I spent Wednesday evening with low-income immigrant mothers in South LA, who were being trained on how to advocate on behalf of their kids at school. Women who are literally and figuratively hungry for a better life for their children. Thursday I toured an amazing art collection created by disadvantaged but clearly talented elementary school children. I talked to three people who were laid off and who are struggling with their job searches. I counseled a former colleague of mine who had to do her first layoff, she was a wreck. I paid my taxes! :) It was a week of reality and humanity.
And for every pain, moment of anguish, and touch of inspiration there was an offsetting and upsetting sound of unwarranted whining. The kind of gratuitous whining that is expressed with no regard to how offensive it sounds. That whining of entitlement and arrogance that shows off the worst side of this country. Let me regale you with the whines of my week (imagine each one as the sound of fingernails on a blackboard building on one another)
- Father complains to me that his son did not get into his PhD of choice and had to settle for his second choice where he will get a full ride! And he was serious.
- Woman tells me in one moment how hard it was to get a job, but after 60 days it clearly is the wrong job for her and she planned to quit. She asked for my help.
- A young man tells me he has a fantastic job but feels that ageism has prevented his promotion in his first year.

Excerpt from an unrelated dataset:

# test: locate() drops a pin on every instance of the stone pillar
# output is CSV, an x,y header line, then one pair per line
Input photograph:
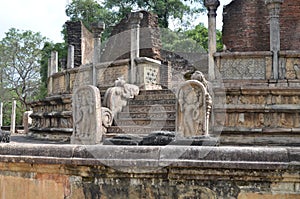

- I read that myflife, a stream of commiserating anecdotes and reactions about the bad luck and misfortunes of teens is growing in popularity.
- An acquaintance turns down a job interview to run a non-profit because the $250,000 salary was way too low.
I keep hearing the Michael Franks' lyric I don't know why I am so happy I am sad. I am nauseous from bloated and unrealistic expectations of the world--how much it owes us. I am exhausted by the lack of recognition of the value of what we have and our inability to optimize the experiences. I am angered by the greed and selfishness that seems to drive us. Here's some comic relief from my negativity, watch this video:
So maybe this rant could be considered whining, but I really reached my limit. Okay I feel better now. I guess what is bothering me is the lack of recognition of the environment we are in. These instances of Woe is Me in light of the real pain and suffering around us is rude and ignorant. The goal today is to survive to thrive. It is to make the most out what we are given and build a reputation on patience and ingenuity out of it. It is not instant gratification time or where Super-sizing makes sense any more. And if you have what you need, not what you want, then you should be expanding your network to help others get what they need.
NY Times featured Daniel Miller, a Wharton Business student who was contemplating rabbinical school, had suspended his job search, intent on savoring his last few weeks before graduation. I like his perspective.
“I have the next 60 years of my life to worry about work,” he said. “I’m fortunate I don’t have any college debt and have a very supportive family. I can’t imagine what it’s like for someone less fortunate than me.”
I think Louis CK is right on. Everything is amazing! And we have to minimize the whining by valuing our realities and not our fantasies.